Im Übernahmeringen zwischen der Commerzbank und der italienischen Unicredit ist der Verdacht einer Marktmanipulation gegen die Unicredit offenbar unbegründet. Dies teilte die Staatsanwaltschaft Frankfurt mit, die nach eingehender Prüfung beschlossen hat, kein Ermittlungsverfahren einzuleiten.

Der Gesamtbetriebsrat der Commerzbank, vertreten durch Vorsitzenden Sascha Uebel, hatte aufgrund von Verdachtsmomenten die Justiz eingeschaltet und eine Anzeige gegen unbekannt erstattet. Uebel äußerte sich enttäuscht über die Entscheidung der Staatsanwaltschaft und betonte, dass der Verdacht der Marktmanipulation ernst genommen werden müsse.

Die Frankfurter Staatsanwaltschaft erklärte, dass in der bisherigen Prüfung keine ausreichenden Anhaltspunkte gefunden werden konnten, die eine strafrechtliche Verfolgung rechtfertigen würden. Dies bedeutet, dass die Unicredit vorerst nicht zur Verantwortung gezogen wird.

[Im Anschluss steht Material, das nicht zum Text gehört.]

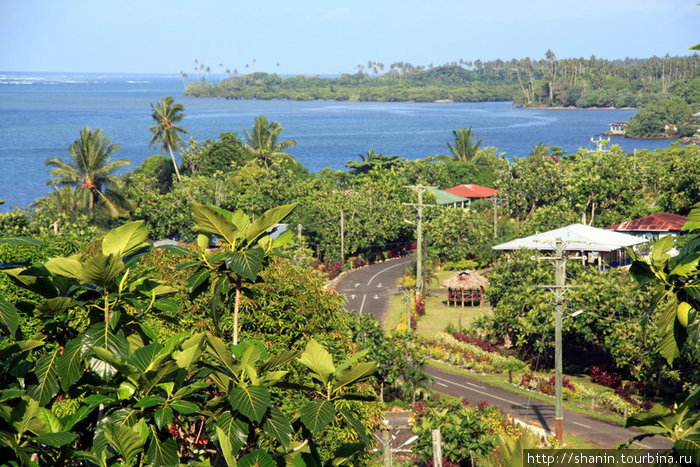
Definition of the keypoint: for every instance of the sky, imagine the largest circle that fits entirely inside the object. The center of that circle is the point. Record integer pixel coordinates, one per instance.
(329, 37)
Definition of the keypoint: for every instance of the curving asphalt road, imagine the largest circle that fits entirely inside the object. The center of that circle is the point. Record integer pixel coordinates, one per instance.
(369, 289)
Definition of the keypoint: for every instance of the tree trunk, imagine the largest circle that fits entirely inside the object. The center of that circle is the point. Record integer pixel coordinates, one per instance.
(236, 306)
(172, 156)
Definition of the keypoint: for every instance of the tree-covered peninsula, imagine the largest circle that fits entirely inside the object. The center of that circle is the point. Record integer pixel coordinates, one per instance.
(550, 82)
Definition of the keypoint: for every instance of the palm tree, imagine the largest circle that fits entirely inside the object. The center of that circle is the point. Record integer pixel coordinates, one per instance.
(263, 145)
(372, 161)
(465, 148)
(89, 168)
(165, 132)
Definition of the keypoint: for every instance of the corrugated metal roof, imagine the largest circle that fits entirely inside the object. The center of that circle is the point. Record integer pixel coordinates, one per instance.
(576, 237)
(472, 190)
(663, 222)
(445, 197)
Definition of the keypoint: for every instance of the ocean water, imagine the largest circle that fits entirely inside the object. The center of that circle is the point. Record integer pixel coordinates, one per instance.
(42, 114)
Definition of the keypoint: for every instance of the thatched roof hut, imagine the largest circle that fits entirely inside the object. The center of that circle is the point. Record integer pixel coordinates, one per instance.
(465, 287)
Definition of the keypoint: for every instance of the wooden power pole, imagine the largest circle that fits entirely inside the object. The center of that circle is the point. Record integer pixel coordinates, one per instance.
(559, 288)
(419, 189)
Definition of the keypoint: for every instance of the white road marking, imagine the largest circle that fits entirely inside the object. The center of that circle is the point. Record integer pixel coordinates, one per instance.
(384, 270)
(480, 392)
(362, 305)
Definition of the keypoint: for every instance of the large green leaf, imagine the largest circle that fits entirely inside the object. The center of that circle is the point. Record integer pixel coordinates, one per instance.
(70, 364)
(24, 418)
(126, 441)
(209, 220)
(56, 440)
(693, 222)
(101, 269)
(686, 265)
(258, 458)
(318, 360)
(144, 356)
(68, 267)
(228, 450)
(54, 306)
(246, 263)
(235, 430)
(180, 250)
(269, 218)
(355, 374)
(659, 254)
(197, 282)
(221, 354)
(184, 407)
(9, 316)
(316, 415)
(21, 241)
(163, 416)
(162, 453)
(125, 239)
(358, 426)
(278, 425)
(191, 351)
(47, 377)
(50, 420)
(239, 219)
(251, 401)
(98, 336)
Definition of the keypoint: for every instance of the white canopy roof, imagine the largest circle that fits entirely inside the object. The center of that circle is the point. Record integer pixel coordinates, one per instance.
(576, 237)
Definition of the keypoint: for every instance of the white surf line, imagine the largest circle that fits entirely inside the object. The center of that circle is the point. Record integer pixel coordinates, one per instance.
(362, 305)
(480, 392)
(384, 270)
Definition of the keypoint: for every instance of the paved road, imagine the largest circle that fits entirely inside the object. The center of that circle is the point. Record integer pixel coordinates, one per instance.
(537, 413)
(369, 289)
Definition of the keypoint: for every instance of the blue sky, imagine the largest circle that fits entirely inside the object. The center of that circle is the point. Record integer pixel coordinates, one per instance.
(313, 36)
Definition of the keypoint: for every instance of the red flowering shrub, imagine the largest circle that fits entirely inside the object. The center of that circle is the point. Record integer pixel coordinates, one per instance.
(600, 376)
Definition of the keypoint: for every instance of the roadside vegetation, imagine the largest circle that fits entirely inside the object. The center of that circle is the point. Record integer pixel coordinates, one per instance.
(222, 346)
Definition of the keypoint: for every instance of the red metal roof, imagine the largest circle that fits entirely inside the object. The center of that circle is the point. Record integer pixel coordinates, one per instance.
(656, 222)
(472, 190)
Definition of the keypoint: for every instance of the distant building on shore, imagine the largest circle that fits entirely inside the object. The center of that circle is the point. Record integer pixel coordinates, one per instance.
(617, 128)
(652, 227)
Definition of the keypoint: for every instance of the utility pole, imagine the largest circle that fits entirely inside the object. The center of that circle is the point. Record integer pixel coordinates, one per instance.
(495, 216)
(419, 189)
(342, 237)
(559, 261)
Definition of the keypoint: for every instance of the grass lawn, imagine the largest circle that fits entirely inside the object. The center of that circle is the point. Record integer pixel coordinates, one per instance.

Die Übernahmegespräche zwischen der Commerzbank und Unicredit hatten bereits für Aufregung gesorgt. Analysten und Investoren beobachteten die Entwicklungen genau, insbesondere im Hinblick auf mögliche Auswirkungen auf den Markt. Die Ermittlungen hatten die Marktteilnehmer verunsichert, da Spekulationen über unlautere Praktiken aufkamen.

In seiner Stellungnahme betonte Uebel, dass der Gesamtbetriebsrat weiterhin wachsam bleiben werde und potenzielle Unregelmäßigkeiten in Zukunft genau beobachten wolle. Er kündigte an, dass man die rechtlichen Möglichkeiten prüfen werde, um die Interessen der Mitarbeiter zu schützen.

Die Entscheidung der Staatsanwaltschaft zeigt, wie wichtig es ist, solche Vorwürfe gründlich zu prüfen, um sowohl das Vertrauen in die Märkte als auch in die Integrität der beteiligten Institutionen aufrechtzuerhalten.